Focused Attention On The Topic Being Discussed - In a traditional focus group setting, each of the participants is required to pay attention to the proceedings from beginning to end. However, in an Internet focus group environment, one could never tell if the participant is watching television, talking on the telephone or reading a book while supposedly being an active member of the group.

Important Security Considerations - The need to protect intellectual property has become more of an issue in the past several years than ever before. One of the great benefits of a traditional focus group is the capability of getting a photo ID from the participants, so there is no question who is who. In the Internet environment, it is virtually impossible to really know who is answering the questions, and whether there is another person sitting with the respondent monitoring what is being communicated in the session.

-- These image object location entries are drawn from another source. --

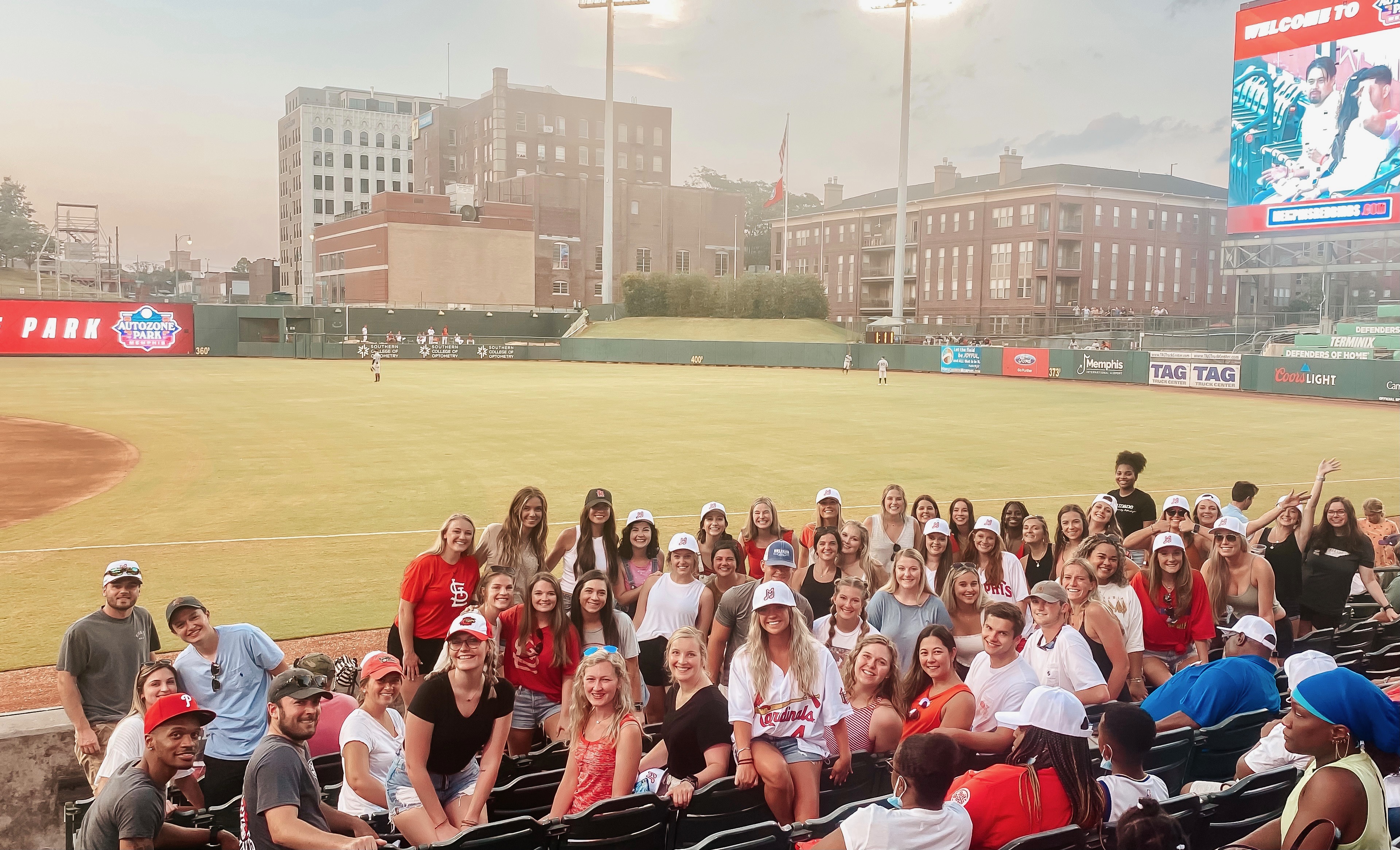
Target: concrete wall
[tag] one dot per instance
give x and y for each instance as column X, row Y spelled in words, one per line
column 38, row 775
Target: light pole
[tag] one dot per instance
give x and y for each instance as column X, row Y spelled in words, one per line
column 190, row 240
column 902, row 195
column 608, row 143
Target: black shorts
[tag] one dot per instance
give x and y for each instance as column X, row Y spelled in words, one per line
column 653, row 663
column 427, row 649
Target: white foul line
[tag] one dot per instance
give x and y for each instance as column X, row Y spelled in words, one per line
column 425, row 531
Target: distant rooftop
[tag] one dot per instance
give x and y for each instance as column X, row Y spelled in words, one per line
column 1041, row 175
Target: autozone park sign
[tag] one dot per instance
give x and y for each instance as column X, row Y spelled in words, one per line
column 131, row 328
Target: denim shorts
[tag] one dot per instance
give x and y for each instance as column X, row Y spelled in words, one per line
column 791, row 753
column 401, row 795
column 532, row 709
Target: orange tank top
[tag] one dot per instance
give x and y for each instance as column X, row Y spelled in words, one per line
column 927, row 712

The Ability To Use ”External Stimuli” With The Participants - Another very important benefit of traditional focus groups is the capability of presenting advertising copy, new product concepts, prototypes or other stimuli to the participants in order to get their reactions. In an on-line chat situation, it is almost impossible to duplicate the live focus group environment relative to the participant exposure to external stimuli. As a result, you have to wonder whether the input received is as valuable as it would be in a live environment.



The Case Against Internet Focus Groups


In summary, while I feel strongly that the market research industry should continue to seek new ways to gather information, the methods that are developed must be clear to the end users in terms of the role they play in the overall research structure. In the case of “Internet Focus Groups,” there may be a place for this type of research, however, the technique must not be called focus groups and must not imply that this methodology is a replacement for traditional focus groups. I hope that those companies which are pursuing the “Internet focus group” approach will continue to refine the technique so it can deliver some of the benefits of the traditional approach, but a critical first step in this process must be a change in the name of the methodology to ensure that there is no confusion between this technique and traditional focus groups.